Are oil companies creating patent thickets to ward off green tech?
Reader's query prompts discussion of fossil fuel companies’ green patent development motives
(Mark Hulbert, an author and longtime investment columnist, is the founder of the Hulbert Financial Digest; his Hulbert Ratings audits investment newsletter returns.)
CHAPEL HILL, N.C. (Callaway Climate Insights) — Are oil and gas companies creating “patent thickets” to hinder our economy’s shift away from fossil fuels?
I’m referring to a phrase introduced 20 years ago by Carl Shapiro, a professor of business strategy at the University of California at Berkeley. He defined a patent thicket to be “a dense web of overlapping intellectual property rights that a company must hack its way through in order to actually commercialize new technology.”

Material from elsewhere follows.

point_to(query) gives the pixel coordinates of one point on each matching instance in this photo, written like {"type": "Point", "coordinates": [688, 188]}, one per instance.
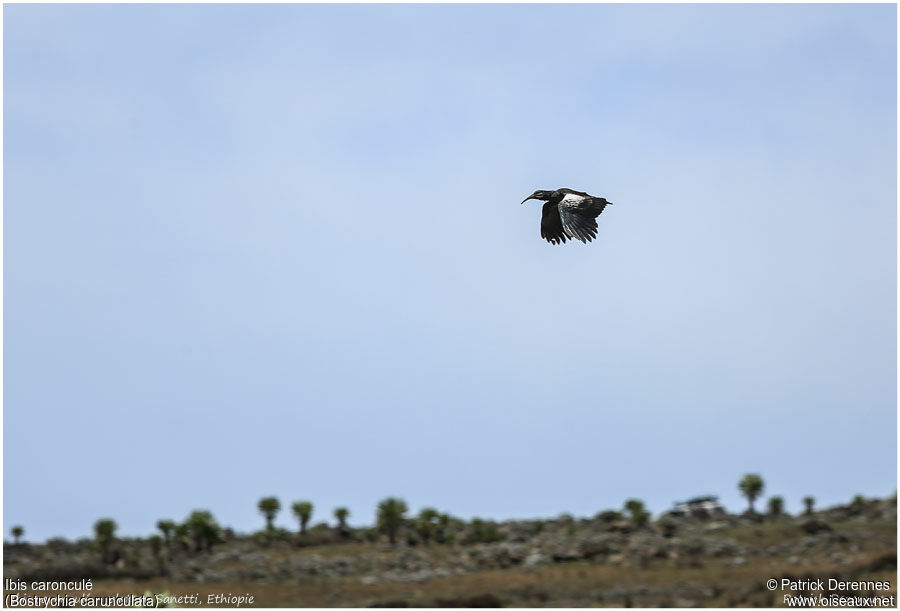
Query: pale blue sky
{"type": "Point", "coordinates": [257, 250]}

The possibility that fossil fuel companies may be creating such thickets for devious purposes was prompted by my recent column about the surprising number of green energy patents that are being awarded to energy companies. Not only are many of the top 50 “green patent” producers in the oil and gas industry, by several different measures these firms’ patents are especially consequential. Many of their patents even are considered blockbuster, in fact.

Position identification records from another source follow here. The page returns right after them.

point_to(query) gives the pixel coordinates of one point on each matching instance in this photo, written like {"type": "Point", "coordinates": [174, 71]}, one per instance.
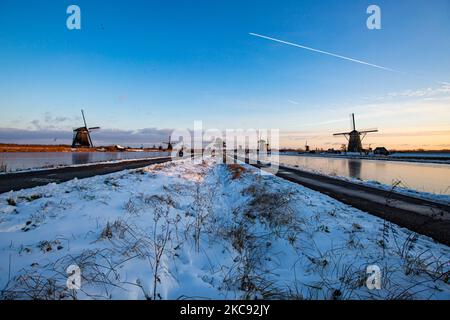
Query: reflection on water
{"type": "Point", "coordinates": [428, 177]}
{"type": "Point", "coordinates": [30, 160]}
{"type": "Point", "coordinates": [81, 158]}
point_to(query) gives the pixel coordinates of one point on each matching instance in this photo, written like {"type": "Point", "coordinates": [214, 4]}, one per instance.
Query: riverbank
{"type": "Point", "coordinates": [205, 230]}
{"type": "Point", "coordinates": [440, 158]}
{"type": "Point", "coordinates": [68, 148]}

This led one Callaway Climate Insights reader to wonder: “If their [energy companies’] motive is getting the tech under their control to shelve, eliminating potential future threats, like pharma often does (for better tech that makes their existing large market products irrelevant)?”

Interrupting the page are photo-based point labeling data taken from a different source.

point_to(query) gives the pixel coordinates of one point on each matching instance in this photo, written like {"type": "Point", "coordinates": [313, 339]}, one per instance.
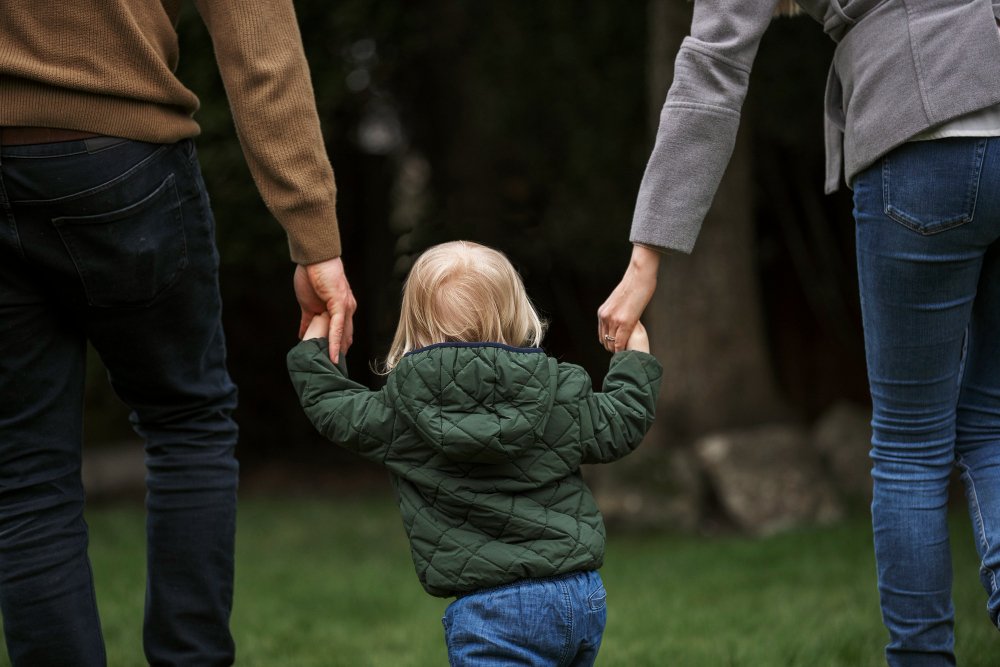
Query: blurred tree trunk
{"type": "Point", "coordinates": [706, 318]}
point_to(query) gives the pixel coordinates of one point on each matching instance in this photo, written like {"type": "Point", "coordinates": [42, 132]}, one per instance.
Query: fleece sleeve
{"type": "Point", "coordinates": [699, 120]}
{"type": "Point", "coordinates": [342, 410]}
{"type": "Point", "coordinates": [623, 411]}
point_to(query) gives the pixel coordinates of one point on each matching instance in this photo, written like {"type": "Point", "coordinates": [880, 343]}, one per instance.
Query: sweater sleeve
{"type": "Point", "coordinates": [343, 411]}
{"type": "Point", "coordinates": [699, 120]}
{"type": "Point", "coordinates": [263, 66]}
{"type": "Point", "coordinates": [623, 411]}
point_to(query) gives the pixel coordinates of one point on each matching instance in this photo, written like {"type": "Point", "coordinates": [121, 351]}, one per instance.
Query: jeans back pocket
{"type": "Point", "coordinates": [932, 186]}
{"type": "Point", "coordinates": [128, 256]}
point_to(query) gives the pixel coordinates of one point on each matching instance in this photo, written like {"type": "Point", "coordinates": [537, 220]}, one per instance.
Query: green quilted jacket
{"type": "Point", "coordinates": [484, 444]}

I posed that question to Lauren Cohen, a professor at Harvard Business School and one of the co-authors of the research on which I based my column. In an email, he provided two responses:
His first is that we shouldn’t be too quick to assume a conspiracy on the part of oil and gas companies. For that to succeed, it would require “considerable collusion, which seems unlikely. If all of the energy firms were producing cutting-edge green technology, and then just sitting on it, the incentive to deviate [would] be huge.”
“For instance,” Cohen continued, “there is… considerable demand in the end-market for green technology — and consumers are expressing a willingness to pay a premium for it. Given this, the incentive to capture this premium would likely be sufficiently large that one (or many) of the oil companies would find it optimal” to break away from a conspiracy.
Cohen’s second comment is that, in any case, further research is definitely in order to explore whether oil and gas companies are disingenuously creating patent thickets. He said that he and his co-authors will do that.
An unambiguous answer won’t come easily, however: “We first need to improvise a patent thicket metric. … Then, we’ll need to test whether this patent thicket metric for energy firms is different from other firms in the green patent space.”